P (Space and Planetary Sciences ) » P-EM Solar-Terrestrial Sciences, Space Electromagnetism & Space Environment

[P-EM11] Coupling Processes in the Atmosphere-Ionosphere System

Thu. Jun 3, 2021 1:45 PM - 3:15 PM Ch.05 (Zoom Room 05)

convener:Huixin Liu(Earth and Planetary Science Division, Kyushu University SERC, Kyushu University), Loren Chang(Institute of Space Science, National Central University), Yuichi Otsuka(Institute for Space-Earth Environmental Research, Nagoya University), Yue Deng(University of Texas at Arlington), Chairperson:Hiroyuki Nakata(Graduate School of Engineering, Chiba University), Hiroyo Ohya(Graduate School of Engineering, Chiba University)

1:45 PM - 2:00 PM

[PEM11-13] Study on variations in the D-region ionosphere after the 2015 Nepal earthquake using VLF/LF transmitter signals

*Tekkna Akashi1, Hiroyo Ohya1, Fuminori Tsuchiya2, Kenro Nozaki3, Hiroyuki Nakata1 (1.Chiba University , 2.Tohoku University , 3.The University of Electro-Communications)

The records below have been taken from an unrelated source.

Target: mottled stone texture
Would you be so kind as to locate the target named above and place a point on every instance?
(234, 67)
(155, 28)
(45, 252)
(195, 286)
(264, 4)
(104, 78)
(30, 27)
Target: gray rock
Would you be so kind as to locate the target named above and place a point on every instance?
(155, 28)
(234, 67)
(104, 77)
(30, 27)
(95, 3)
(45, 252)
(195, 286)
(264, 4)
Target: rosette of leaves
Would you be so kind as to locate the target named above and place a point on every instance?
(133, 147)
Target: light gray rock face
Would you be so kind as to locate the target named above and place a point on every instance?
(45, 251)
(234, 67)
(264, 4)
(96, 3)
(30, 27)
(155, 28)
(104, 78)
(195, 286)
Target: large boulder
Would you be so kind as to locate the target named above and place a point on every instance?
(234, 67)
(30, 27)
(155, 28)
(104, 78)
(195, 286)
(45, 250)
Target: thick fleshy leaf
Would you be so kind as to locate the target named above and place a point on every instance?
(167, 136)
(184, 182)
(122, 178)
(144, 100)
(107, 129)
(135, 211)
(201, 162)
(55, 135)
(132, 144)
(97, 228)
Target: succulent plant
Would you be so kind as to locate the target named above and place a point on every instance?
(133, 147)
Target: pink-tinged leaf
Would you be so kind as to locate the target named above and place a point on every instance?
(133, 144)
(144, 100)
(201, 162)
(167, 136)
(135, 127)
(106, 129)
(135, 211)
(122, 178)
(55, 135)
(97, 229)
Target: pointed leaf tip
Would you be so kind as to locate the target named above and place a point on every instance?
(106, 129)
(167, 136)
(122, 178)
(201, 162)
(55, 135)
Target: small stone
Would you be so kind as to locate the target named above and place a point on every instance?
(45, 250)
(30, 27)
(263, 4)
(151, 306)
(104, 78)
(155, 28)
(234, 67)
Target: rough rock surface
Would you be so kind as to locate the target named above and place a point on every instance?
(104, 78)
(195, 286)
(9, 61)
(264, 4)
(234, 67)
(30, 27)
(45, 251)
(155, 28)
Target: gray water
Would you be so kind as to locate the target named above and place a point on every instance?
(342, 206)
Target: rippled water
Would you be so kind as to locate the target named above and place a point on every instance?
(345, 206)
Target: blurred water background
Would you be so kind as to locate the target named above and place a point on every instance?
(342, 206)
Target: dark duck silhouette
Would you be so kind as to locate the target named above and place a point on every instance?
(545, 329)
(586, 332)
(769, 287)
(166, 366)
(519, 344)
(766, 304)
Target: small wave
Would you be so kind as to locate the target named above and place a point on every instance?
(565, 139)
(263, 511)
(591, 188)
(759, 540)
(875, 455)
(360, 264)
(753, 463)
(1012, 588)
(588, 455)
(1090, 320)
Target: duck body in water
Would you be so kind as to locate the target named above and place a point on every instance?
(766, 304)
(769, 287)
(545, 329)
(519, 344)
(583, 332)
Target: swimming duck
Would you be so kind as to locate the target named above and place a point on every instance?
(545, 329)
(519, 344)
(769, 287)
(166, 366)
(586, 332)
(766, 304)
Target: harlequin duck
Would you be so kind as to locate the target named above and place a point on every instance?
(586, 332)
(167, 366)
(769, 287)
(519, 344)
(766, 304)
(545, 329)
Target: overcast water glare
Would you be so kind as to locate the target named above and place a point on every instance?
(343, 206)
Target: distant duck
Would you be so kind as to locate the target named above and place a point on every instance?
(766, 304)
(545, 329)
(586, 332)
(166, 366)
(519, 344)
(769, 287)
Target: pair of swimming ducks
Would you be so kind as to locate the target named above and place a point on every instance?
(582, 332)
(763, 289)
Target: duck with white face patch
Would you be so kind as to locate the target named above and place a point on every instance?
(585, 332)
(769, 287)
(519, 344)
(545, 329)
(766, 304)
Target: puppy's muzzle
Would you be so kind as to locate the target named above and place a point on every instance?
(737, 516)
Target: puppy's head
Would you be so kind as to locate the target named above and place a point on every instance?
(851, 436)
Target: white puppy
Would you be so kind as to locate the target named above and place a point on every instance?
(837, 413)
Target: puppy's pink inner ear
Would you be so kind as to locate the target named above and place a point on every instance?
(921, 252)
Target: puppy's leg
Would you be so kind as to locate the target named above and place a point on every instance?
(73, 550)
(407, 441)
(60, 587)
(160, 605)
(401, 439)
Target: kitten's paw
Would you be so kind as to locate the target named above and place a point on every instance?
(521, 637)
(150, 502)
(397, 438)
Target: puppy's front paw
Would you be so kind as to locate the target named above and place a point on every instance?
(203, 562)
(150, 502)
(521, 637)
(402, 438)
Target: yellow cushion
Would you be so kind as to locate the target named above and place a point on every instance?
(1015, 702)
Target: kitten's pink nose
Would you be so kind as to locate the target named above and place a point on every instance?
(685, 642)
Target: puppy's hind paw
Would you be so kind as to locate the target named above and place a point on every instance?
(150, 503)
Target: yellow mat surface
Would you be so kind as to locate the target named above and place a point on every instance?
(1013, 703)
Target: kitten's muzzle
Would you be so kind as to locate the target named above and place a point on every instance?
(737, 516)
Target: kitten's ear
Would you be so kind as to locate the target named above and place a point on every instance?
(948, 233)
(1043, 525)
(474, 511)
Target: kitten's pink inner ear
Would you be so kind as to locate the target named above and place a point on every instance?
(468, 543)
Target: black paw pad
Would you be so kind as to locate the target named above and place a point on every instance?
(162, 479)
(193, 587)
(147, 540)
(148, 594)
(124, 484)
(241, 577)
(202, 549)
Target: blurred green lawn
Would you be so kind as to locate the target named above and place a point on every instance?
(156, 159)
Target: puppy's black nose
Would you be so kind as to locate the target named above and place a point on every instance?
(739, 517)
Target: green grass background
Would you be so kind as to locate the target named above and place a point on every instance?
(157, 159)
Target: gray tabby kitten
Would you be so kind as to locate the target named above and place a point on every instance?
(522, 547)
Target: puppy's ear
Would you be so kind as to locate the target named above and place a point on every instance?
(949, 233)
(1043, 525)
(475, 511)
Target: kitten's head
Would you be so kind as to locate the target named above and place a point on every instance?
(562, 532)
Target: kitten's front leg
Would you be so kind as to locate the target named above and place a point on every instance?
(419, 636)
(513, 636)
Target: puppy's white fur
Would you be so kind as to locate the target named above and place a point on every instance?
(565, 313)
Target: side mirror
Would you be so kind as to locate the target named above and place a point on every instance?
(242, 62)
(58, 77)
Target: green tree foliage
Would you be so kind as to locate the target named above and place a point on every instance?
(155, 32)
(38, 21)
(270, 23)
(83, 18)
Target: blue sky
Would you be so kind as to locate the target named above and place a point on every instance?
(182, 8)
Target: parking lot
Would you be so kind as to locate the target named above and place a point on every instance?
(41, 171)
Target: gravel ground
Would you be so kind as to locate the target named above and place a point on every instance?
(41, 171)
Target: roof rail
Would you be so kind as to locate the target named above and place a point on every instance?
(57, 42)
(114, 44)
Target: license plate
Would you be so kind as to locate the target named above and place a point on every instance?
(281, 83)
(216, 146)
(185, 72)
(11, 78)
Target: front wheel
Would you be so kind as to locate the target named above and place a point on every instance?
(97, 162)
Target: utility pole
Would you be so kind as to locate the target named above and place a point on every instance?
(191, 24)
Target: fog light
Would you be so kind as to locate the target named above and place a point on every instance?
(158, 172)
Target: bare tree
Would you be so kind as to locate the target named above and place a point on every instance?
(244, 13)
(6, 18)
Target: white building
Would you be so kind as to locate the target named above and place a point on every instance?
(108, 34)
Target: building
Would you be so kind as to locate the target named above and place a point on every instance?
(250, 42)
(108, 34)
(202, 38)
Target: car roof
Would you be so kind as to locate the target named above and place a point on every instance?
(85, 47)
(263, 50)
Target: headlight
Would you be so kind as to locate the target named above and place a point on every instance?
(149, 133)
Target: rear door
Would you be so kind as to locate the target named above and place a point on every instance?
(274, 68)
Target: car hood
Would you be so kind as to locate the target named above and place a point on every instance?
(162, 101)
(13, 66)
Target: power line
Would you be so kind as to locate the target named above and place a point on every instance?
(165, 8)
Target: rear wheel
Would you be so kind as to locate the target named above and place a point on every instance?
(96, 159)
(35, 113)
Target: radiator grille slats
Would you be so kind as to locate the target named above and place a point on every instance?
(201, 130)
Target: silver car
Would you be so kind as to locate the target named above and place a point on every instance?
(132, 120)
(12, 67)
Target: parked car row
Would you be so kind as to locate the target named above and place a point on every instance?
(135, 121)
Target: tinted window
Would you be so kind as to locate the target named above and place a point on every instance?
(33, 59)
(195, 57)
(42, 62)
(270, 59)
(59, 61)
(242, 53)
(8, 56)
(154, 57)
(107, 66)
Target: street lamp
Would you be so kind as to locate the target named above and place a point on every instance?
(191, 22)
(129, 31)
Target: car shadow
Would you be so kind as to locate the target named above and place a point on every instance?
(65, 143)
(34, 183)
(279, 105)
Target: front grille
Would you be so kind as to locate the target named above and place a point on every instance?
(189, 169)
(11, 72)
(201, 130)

In the D-region ionosphere, oscillations of LF (low frequency, 30-300 kHz) transmitter signals with a period of 100 s were reported about five minutes after mainshock of the 2011 Tohoku earthquake [Ohya et al., JGR, 2018]. The reflection height of the LF waves was estimated to be 67 km at 05:46 UT on 11 March, 2011, and the LF oscillations were caused by acoustic waves excited by seismic Rayleigh waves based on simulation of neutral atmosphere. However, this is only one report for coseismic disturbances in the D-region ionosphere. In this study, we investigate the D-region ionospheric variations associated with the 2015 Nepal earthquake using VLF (very low frequency, 3-30 kHz)/LF transmitter signals that reflect in the D-region ionosphere. The mainshock of the Nepal earthquake (Mw 7.9) occurred at 06:11:26 UT on April 25, 2015. The propagation path was BPC (68.5 kHz, 34.63°N,115.83°E) - TKN (Takine, Fukushima, 37.34°N, 140.67°E). Intensity and phase were observed with a sampling time of 0.1 s. We compared between the VLF/LF transmitter signals and vertical velocity data of seismometers provided by IRIS (Incorporated Research Institutions for Seismology), USA. Based on wavelet analysis, a periodic component of about 100-300 s was seen in both the VLF/LF signals and seismic velocity at arrival time of acoustic waves excited by Rayleigh waves. The coherences between the VLF/LF variation and the seismic velocity were 0.91 and 0.85 for amplitude and phase, respectively, which were significant at the 95% confidence level. If the acoustic waves were excited at the midpoint of BPC-TKN propagation path by the Rayleigh waves that propagated horizontally from the epicenter, and propagate upward up to the D-region height 70 km, the propagation time from the ground to 70 km height would be 225 s.The propagation time of the Rayleigh wave calculated from seismograph data was 1057s, and the whole propagation time of the Rayleigh and acoustic waves was 1252 s (= 21 min and 22 s). The arrival time of the acoustic waves was in good agreement with the VLF/LF oscillations.Therefore, the acoustic waves excited by the Rayleigh waves caused the ionospheric variations. In this session, we will discuss this VLF/LF variations in more detail.